Presso la Galleria dell’Accademia di Firenze è stata allestita una insolita mostra che mostrerà l’importanza dell’arte tessile a Firenze nel Trecento, sia dal punto di vista economico che nel campo della produzione artistica e nei costumi della società del tempo.

La qualità della lana, dei velluti ed in seguito della seta dei manufatti fiorentini, raggiunsero un livello di eccellenza tale, da imporsi in Europa, a dispetto delle guerre, dalle frequenti epidemie e dei conflitti sociali. Le lussuose stoffe fiorentine erano richieste in tutto il vecchio continente, ma anche del Medio Oriente, Asia,fino al Baltico.

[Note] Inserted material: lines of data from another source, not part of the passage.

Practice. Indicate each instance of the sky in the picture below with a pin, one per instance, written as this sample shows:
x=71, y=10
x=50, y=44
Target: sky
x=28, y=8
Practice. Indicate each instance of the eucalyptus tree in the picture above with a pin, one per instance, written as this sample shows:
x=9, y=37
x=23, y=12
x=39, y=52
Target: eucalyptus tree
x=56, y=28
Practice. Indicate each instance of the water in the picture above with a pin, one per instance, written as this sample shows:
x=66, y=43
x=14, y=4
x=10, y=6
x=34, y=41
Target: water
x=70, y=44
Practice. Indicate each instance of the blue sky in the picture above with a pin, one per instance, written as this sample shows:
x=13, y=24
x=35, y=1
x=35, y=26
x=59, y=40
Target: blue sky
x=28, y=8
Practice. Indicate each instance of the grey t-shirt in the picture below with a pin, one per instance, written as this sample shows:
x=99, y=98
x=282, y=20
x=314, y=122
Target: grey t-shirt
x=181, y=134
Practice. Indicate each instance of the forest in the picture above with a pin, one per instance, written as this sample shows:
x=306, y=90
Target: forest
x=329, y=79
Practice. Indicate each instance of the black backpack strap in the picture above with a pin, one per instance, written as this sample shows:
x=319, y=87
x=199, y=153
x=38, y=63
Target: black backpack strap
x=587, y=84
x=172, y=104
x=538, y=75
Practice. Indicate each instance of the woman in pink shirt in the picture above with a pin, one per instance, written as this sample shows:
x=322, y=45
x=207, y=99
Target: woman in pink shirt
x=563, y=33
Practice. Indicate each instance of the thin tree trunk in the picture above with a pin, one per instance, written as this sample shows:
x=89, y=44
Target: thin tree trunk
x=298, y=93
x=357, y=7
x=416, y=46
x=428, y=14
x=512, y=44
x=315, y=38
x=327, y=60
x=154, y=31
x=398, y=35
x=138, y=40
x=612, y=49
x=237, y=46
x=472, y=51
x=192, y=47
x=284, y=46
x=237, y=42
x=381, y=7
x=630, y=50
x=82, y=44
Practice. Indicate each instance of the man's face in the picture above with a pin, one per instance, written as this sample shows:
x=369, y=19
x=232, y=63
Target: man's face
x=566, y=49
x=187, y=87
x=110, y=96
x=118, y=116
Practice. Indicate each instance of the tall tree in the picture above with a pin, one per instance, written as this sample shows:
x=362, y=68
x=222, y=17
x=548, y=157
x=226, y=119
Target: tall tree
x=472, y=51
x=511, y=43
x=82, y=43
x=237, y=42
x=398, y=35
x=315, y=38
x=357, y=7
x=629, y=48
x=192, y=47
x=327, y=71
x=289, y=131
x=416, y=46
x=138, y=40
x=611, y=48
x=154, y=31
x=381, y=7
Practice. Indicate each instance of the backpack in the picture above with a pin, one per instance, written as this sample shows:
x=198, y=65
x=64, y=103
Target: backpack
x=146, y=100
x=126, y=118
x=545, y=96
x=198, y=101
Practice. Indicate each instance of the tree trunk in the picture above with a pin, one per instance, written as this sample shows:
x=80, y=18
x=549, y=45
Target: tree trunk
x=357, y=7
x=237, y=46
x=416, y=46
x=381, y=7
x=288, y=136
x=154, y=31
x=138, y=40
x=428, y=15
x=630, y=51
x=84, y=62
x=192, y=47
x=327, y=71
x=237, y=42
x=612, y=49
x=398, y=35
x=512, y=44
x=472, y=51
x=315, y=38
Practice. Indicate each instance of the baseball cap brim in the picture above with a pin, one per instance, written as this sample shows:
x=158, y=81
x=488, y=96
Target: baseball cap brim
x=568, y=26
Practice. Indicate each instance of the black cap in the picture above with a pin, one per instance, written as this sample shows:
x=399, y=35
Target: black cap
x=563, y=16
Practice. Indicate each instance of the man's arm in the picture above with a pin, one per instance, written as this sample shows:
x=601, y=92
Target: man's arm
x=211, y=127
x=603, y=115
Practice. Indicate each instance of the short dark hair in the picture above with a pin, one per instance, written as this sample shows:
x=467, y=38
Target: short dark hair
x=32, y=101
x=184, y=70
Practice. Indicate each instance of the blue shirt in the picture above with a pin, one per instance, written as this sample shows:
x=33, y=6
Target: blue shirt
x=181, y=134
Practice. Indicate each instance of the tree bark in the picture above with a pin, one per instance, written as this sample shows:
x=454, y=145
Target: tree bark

Ritratta di un fenomeno di straordinaria diffusione geografica e di prestigio senza uguali. La lavorazione dei tessuti sta alla base dell’enorme ricchezza della città che consentiva investimenti d’importanza cruciale non solo nello steso settore, ma anche nei beni di lusso, nell’architettura e della produzione artistica. Basta ricordare i numerosi cantieri di edifici pubblici e religiosi del tempo come:Santa Maria del Fiore o Palazzo della signoria.

Le grandi corporazioni del settore, della lana e della seta con sede in “Arte di Calmala” e “Por Santa Maria” oltre ad essere strutture portanti dell’economia divengono autentici detentori di potere politico nonché straordinari committenti d’arte. Gli artigiani e in particolare i pittori trovarono ampia ispirazione dalle stoffe e dalla moda del tempo, tanto da “trasferire” le lussuose trame dei tessuti nelle tavole e negli affreschi custoditi in città come sarà possibile riscontrare nelle sfavillanti opere tessute e dipinte che sono visibili nell’esposizione.

La mostra offre vari manufatti tra cui spicca un grazioso vestito in lana per bambina del XIV secolo proveniente dal National Museum di Copenhagen. Si può ammirare inoltre un sontuoso piviale del Museo Nazionale del Bargello, che testimonia la stupefacente sfarzosità raggiunta da Firenze nel corso del Quattrocento, nel campo della seta e dei velluti. Il complesso, affascinante intreccio tra tessuti e dipinti dell’epoca e documentato da una serie di importanti dipinti del Due-Trecento.

Tra le opere in mostra c’è il grande Crocifisso del tardo Duecento appartenente alla Galleria dell’Accademia, restaurato appositamente per questa esposizione, che testimonierà, con il raffinato motivo decorativo del tabellone centrale la ricchezza delle stoffe islamiche più antiche, riscontrabili in alcuni tessuti presenti in Spagna alla metà del Trecento.

Questa esposizione sui tessuti “riprodotti” nella pittura del Trecento è una sfida molto complessa data la difficoltà nel reperire stoffe originali dell’epoca, ma questo è sicuramente uno dei periodi più affascinanti da illustrare. Nel corso del XIV secolo, in particolare dopo la peste nera del 1348, nasce quella che oggi è la moda, ricca di sfarzo, lusso e voglia di vita che va diffondendosi per tutta Europa.